The Republican ascendancy has brought with it some remarkable conservative revisions of history and literature. Various politicians
and scholars have encouraged us to think nostalgically about the past. Longing for a golden age before the welfare state, some of
these commentators would like to take us back to Victorian Britain in search of enlightened models of social policy and personal morality.

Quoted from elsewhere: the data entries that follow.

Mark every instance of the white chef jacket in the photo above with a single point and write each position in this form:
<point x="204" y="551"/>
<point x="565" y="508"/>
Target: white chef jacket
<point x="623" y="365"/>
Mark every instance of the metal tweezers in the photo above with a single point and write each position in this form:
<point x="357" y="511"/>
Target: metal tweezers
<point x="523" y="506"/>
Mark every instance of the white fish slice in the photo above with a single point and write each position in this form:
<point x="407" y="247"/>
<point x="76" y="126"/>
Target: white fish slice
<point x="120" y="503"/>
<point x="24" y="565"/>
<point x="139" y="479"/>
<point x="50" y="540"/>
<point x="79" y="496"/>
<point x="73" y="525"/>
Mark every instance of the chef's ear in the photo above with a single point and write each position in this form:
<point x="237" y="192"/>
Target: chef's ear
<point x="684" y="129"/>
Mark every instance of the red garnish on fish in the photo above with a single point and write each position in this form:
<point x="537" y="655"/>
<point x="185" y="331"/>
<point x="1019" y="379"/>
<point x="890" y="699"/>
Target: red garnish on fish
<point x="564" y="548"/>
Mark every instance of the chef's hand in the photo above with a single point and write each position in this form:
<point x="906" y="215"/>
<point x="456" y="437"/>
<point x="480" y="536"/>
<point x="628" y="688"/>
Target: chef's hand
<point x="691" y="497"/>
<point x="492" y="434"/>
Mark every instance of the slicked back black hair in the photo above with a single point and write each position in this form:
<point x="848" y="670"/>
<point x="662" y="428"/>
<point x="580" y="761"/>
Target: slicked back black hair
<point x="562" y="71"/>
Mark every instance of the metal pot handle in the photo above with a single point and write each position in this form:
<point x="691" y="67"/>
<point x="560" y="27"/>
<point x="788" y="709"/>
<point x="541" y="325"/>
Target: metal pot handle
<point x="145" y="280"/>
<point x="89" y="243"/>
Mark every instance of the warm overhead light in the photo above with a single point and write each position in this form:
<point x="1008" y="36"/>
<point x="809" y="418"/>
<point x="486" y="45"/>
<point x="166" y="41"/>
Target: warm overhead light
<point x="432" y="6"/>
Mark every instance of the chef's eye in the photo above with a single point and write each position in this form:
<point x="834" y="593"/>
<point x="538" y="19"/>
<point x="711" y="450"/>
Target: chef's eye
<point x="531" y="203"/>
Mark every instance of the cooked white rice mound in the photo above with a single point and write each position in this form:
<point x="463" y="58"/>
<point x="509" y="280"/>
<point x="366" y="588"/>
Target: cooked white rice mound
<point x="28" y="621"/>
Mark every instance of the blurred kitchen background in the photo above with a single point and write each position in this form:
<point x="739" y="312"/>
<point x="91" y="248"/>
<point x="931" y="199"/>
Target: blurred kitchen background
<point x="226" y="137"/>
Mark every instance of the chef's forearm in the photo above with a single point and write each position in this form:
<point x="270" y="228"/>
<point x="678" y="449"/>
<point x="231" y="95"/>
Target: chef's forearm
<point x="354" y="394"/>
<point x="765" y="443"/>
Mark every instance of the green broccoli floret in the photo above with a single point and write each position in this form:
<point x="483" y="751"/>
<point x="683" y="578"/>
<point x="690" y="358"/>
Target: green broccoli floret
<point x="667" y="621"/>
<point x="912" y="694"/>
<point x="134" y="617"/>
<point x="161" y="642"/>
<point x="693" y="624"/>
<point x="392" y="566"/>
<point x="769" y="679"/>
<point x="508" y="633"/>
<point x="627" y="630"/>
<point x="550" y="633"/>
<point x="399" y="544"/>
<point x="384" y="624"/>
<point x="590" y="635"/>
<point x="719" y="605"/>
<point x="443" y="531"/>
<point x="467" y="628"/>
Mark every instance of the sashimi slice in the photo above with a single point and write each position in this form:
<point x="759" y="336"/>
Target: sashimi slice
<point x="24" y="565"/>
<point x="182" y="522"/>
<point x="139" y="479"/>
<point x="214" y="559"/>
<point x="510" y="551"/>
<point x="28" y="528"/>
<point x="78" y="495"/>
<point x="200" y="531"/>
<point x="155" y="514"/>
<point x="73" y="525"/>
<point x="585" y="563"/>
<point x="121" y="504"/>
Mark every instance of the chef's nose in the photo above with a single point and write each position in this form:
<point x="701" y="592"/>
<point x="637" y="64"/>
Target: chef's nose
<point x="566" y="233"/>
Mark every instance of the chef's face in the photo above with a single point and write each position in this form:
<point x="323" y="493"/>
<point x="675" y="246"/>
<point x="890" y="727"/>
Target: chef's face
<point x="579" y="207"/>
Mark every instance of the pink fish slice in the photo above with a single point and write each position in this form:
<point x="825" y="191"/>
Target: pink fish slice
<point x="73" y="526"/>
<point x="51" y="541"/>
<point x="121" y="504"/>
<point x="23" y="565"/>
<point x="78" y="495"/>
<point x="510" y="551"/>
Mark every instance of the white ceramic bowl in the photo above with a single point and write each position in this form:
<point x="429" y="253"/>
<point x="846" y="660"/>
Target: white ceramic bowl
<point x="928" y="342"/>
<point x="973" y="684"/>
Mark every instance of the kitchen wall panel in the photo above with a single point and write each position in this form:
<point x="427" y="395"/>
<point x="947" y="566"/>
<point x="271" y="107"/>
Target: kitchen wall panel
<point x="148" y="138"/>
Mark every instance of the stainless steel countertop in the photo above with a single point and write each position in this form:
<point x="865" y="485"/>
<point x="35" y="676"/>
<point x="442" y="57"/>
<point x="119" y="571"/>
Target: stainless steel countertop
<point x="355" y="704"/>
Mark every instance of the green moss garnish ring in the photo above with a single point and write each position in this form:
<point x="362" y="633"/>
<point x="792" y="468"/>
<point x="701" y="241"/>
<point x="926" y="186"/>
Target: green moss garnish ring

The leading Republican champion of Victorianism is Gertrude Himmelfarb. In a recent New York Times Op-Ed article, Himmelfarb advanced her cause by attacking the greatest critic of Victorian mores, Charles Dickens. In
Himmelfarb’s view, Dickens was a befuddled bleeding heart. Too many readers, she contends, have misread his novels (particularly
Oliver Twist) as reliable renderings of the Victorian era. Chastity, cleanliness, and shame, she insists, were the reigning values in mid-nineteenth-century Britain, not the callousness and greed that Dickens described. The Victorians nobly sought to uplift the poor,
notably with the passage of the 1834 Poor Law and with the construction of homes for orphans and wayward children. In the Poor Law’s workhouses and in the orphanages, the Victorians gave the poor what they truly needed—a roof, some food, honest work, and plenty of
moral guidance. Dickens simply got things wrong. The real-life Oliver Twists dwelled not in Dickensian hellholes but in benevolent, well-maintained, spiritually elevating institutions.